Frauke Kreuter, Stanley Presser, and Roger Tourangeau looked at social desirability bias across three methods--one with an interviewer (CATI), one without an interviewer (Web), and one with sort of an interviewer (IVR).  They drew a sample of University of Maryland alumni and asked a variety of questions about academic performance and post graduation giving.  They were able to verify the respondent's answers against university records.  In essence, they were able to tell who was telling the truth and who was not.  As with Heerwegh and Loosveldt, the results are pretty much what we would expect.  Web reporting was the most accurate and CATI the least with IVR generally somewhere in the middle.
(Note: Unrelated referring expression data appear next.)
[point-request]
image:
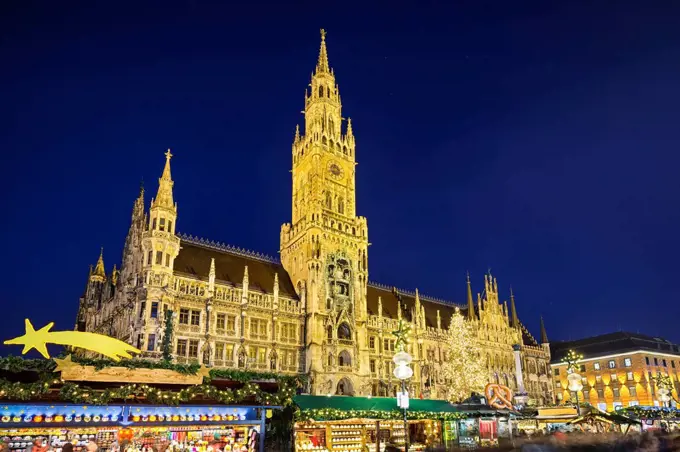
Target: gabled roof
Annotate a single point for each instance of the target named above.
(195, 256)
(607, 344)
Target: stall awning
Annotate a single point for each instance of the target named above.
(349, 403)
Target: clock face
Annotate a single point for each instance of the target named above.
(334, 170)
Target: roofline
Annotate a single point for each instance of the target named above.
(377, 285)
(626, 333)
(619, 354)
(198, 241)
(224, 247)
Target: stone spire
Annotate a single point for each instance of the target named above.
(514, 320)
(471, 306)
(114, 275)
(164, 196)
(99, 270)
(322, 63)
(544, 334)
(211, 277)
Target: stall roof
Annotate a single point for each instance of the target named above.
(311, 402)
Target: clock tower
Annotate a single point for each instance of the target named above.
(324, 248)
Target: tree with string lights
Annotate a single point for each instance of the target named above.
(463, 369)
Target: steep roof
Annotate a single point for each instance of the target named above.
(607, 344)
(391, 296)
(195, 256)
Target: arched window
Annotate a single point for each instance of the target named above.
(344, 359)
(344, 332)
(272, 360)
So there you have it.  We used to like to say that "the Internet changes everything."  Well, it does not appear to have changed some basic principles of survey research.



Gravity. It's not just a good idea. It's the law.

Over the last few weeks I have been in a few settings where people took to comparing survey results from a Web panel (or two) with results from phone or in-person studies that used a probability sample.  The results were not all that comparable, and the general sense of the people looking at these results more or less came down to, "How can this be?"  There then followed a search for reasons that mostly came down to either bad panel or bad panelists. 

Should we be surprised when nonprobability samples yield different results than probability samples?  Or surprised when they are the same?

When I do presentations about panels I often like to quote Humphrey Taylor who has argued that we should accept online results as valid because in a number of comparisons with traditional methods (especially in political polling) they have produced similar results.  Or, to quote him directly, "Newton had no theory that explained gravity or that justified his 'laws' of gravity, dynamics, or optics.  But they became widely accepted because they worked." 

Now it's always seemed to me that this gives short shrift to Sir Isaac's Philosophiæ Naturalis Principia Mathematica, but putting that aside, the thing about gravity is that it always works and in very predictable and mathematically precise ways.   Alas, online does not and there is evidence aplenty to demonstrate it.

This may seem to be another of those traditionalist rants against online, but it's not.  It's more like a plea to recognize that online is different, that there is no inherent reason why it should produce the same results as probability-based methods.  When it doesn't the search for an explanation ought to start with the fact that the sample frame (i.e., the panel or all panels, for that matter) is biased and that no amount of demographic balancing or weighting is sufficient to fix that.  We have come to simplify the problem by assuming that if we can get the demos right we have a good sample, but the heart of the problem is not the demos, it's the cluster of attitudinal and behavioral characteristics that cause some people to go online while others do not and cause some people to join panels while the vast majority of others do not.  At this point we don't understand those differences well enough to measure them and therefore dealing with that bias is a hit and miss game.

At least until another Isaac Newton comes along.